Promising HIV cure could be achieved through children: Decade long tests reveal

New evidence from global HIV research suggests that the first widespread cure for HIV may be possible in children who receive antiretroviral therapy (ART) early in life. Pediatrician and immunologist Philip Goulder from the University of Oxford, working with researchers in South Africa, found that a small subset of HIV-infected infants treated soon after birth can suppress the virus to undetectable levels and maintain remission without ongoing medication for extended periods.

After tracking several hundred children infected through mother-to-child transmission, Goulder’s team was astonished to find five children who had stopped ART yet showed no viral rebound even after months off medicine, defying the typical two to three weeks it takes for HIV to return when treatment is interrupted. One child maintained remission for an unprecedented 17 months. These children’s immune systems appear uniquely capable of controlling HIV independently, a phenomenon not seen in adults despite decades of research.

According to Alfredo Tagarro, a pediatrician at the Infanta Sofia University Hospital in Madrid, children living with HIV have often been overlooked in the effort to develop treatments that can achieve permanent remission.


Since 2007, about 10 adults are believed to have been cured of HIV through stem cell transplants intended to treat life-threatening blood cancers. While these procedures successfully eradicated the virus, their complexity and significant risks—including several patient deaths—make them an impractical approach for targeting HIV specifically.

At the 2025 International AIDS Society conference in Kigali, additional data showed approximately 5% of HIV-positive children initiating ART within six months of birth could reduce the viral reservoir—genetic material of the virus hidden in cells—to negligible levels. Pediatric experts attribute children’s more dynamic immune systems and fewer health complications as factors that may enable this early cure. Mark Cotton of the University of Stellenbosch emphasized children’s suitability for curative therapies compared to adults with comorbidities.

Building on these insights, Goulder has launched a new study involving 19 South African children who have suppressed HIV reservoirs under ART. He plans to carefully discontinue treatment and monitor how many keep the virus suppressed long-term. Early results show six children maintaining remission for more than 18 months without drugs.
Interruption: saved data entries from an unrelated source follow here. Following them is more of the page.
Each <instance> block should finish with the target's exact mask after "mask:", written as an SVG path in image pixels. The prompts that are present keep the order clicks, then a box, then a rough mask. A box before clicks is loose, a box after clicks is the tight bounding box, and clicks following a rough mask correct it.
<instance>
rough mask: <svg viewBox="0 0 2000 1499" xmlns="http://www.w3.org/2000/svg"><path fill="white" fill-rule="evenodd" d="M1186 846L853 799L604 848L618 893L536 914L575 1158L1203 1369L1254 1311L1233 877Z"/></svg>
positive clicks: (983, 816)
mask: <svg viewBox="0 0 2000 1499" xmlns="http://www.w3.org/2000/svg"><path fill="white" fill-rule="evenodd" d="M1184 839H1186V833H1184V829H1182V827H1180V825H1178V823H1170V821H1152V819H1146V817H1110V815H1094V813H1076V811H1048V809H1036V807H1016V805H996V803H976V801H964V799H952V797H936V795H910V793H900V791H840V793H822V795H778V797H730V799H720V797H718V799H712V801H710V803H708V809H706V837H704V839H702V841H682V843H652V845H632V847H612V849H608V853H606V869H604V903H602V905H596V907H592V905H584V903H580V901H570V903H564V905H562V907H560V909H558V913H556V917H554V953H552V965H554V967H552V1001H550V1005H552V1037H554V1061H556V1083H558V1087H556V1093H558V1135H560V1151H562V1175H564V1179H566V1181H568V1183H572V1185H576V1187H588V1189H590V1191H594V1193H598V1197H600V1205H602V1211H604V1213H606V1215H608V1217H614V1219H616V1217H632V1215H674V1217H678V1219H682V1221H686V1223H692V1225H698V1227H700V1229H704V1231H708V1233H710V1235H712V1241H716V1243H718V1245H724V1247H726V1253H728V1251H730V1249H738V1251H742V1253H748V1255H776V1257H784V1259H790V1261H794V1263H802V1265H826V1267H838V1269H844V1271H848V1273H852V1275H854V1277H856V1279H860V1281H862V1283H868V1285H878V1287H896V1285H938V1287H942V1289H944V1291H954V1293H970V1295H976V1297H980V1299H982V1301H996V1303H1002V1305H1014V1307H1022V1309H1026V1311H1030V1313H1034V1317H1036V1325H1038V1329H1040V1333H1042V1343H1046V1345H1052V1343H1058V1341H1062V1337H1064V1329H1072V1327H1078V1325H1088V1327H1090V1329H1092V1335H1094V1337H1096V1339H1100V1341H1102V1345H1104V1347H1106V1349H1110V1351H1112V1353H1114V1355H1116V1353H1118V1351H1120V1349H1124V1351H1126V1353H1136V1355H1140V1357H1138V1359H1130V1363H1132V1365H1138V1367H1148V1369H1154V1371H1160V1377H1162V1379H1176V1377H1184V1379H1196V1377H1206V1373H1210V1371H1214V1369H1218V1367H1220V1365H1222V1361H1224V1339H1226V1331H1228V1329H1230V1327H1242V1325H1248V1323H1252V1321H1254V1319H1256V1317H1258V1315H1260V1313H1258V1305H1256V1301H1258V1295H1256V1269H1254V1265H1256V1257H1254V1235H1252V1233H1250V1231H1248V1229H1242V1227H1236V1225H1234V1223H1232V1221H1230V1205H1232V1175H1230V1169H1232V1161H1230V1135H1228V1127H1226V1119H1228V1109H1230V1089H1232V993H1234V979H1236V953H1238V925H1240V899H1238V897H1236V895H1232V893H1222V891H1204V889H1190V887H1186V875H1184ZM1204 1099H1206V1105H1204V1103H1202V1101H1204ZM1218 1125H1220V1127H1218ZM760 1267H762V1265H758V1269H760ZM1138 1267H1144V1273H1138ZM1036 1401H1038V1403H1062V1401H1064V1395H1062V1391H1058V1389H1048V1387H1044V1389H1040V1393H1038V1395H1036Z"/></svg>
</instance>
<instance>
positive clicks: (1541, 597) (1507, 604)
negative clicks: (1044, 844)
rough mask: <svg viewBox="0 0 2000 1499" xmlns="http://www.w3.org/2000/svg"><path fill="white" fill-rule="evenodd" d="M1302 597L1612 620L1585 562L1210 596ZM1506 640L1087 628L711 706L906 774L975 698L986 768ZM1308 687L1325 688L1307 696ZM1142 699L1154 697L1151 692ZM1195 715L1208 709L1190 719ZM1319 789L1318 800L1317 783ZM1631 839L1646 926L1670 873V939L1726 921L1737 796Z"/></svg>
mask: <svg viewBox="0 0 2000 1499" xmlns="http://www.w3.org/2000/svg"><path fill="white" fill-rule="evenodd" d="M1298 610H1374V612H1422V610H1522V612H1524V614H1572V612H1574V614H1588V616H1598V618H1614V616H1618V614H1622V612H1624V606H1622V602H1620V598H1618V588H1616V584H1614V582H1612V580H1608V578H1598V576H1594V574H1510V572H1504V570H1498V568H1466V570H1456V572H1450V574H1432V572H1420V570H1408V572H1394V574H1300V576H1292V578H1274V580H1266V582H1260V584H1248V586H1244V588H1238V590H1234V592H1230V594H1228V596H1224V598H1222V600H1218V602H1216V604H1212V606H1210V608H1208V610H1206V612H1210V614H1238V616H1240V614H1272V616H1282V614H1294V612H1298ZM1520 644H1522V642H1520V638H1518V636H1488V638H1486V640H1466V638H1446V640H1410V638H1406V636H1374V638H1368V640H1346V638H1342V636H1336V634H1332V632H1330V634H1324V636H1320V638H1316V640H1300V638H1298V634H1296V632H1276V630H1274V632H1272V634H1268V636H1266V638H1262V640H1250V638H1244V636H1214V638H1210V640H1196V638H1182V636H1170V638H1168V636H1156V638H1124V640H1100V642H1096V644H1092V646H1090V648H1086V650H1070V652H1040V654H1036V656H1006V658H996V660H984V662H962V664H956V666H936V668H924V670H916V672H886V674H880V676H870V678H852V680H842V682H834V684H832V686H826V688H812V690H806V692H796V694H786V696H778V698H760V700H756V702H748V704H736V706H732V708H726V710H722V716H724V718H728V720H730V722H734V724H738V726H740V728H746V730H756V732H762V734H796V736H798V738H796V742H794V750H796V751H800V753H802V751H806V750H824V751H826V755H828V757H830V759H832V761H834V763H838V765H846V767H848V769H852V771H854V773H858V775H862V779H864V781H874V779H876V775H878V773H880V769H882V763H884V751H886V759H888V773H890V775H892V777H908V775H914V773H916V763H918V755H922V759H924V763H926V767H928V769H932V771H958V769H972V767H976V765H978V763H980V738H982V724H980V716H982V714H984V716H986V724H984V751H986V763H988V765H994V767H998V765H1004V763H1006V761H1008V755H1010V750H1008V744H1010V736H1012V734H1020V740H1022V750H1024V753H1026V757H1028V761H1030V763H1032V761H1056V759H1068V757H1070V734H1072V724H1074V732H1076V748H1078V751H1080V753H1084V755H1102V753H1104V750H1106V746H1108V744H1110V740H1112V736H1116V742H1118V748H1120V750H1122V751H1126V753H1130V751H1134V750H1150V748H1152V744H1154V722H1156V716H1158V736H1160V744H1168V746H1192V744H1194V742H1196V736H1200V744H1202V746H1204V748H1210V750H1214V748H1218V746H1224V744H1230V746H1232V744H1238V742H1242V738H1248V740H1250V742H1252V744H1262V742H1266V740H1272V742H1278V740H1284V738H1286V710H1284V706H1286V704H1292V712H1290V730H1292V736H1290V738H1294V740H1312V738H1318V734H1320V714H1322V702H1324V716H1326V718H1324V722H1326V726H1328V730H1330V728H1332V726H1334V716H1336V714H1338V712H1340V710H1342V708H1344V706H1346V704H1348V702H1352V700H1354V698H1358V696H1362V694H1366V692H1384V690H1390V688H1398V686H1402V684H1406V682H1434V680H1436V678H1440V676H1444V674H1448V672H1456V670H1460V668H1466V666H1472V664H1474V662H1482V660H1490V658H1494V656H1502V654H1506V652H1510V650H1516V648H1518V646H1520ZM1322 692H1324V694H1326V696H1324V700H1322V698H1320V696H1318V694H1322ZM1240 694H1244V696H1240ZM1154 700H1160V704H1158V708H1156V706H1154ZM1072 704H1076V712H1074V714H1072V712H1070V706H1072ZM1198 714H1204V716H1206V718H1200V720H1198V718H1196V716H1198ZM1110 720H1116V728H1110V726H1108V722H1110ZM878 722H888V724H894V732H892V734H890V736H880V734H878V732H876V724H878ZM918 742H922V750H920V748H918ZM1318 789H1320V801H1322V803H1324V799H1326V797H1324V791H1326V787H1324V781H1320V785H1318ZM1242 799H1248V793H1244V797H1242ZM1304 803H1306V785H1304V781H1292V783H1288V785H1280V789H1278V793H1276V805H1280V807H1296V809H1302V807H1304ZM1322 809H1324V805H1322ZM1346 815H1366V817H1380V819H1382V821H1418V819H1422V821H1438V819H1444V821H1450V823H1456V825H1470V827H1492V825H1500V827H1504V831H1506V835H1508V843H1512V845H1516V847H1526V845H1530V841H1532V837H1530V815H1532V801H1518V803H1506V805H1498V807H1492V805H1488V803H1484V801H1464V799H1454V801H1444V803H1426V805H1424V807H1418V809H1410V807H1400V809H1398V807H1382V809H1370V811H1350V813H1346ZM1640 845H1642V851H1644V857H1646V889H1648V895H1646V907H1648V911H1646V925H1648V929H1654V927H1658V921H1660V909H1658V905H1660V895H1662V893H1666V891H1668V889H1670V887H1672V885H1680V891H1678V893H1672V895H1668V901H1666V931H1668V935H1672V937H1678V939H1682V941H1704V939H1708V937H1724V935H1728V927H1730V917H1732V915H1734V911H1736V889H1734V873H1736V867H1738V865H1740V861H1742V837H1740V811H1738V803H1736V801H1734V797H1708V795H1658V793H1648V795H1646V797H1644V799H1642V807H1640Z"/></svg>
Boys may have an immunological advantage in controlling HIV due to innate immune system differences.

Cutting-edge experimental treatments are also being explored in children, including gene therapy designed to make muscle cells continuously produce broadly neutralizing antibodies (bNAbs). This one-time therapy could protect infants in high-prevalence regions by preventing HIV transmission from birth or breastfeeding. Research in newborn monkeys highlights a critical early window post-birth when gene therapy is most effective, potentially revolutionizing pediatric HIV care in resource-limited settings.

Despite recent funding setbacks, researchers remain optimistic. Combining ART with bNAbs, vaccines, and gene therapies may jointly corner and eliminate the virus, similar to successful pediatric leukemia treatments. While children represent a minority of global HIV cases, a cure in this group could provide the blueprint for universal HIV eradication strategies.

The global impact could be profound: about 1.7 million children worldwide live with HIV, many in low-income countries where lifelong ART adherence is challenging. An effective cure would drastically reduce the health and social burdens of pediatric HIV and pave the way for transforming HIV from a chronic condition into a curable disease.

This breakthrough marks a historic turning point in the decades-long fight against HIV, with children potentially leading the route to a cure and offering hope for millions affected worldwide.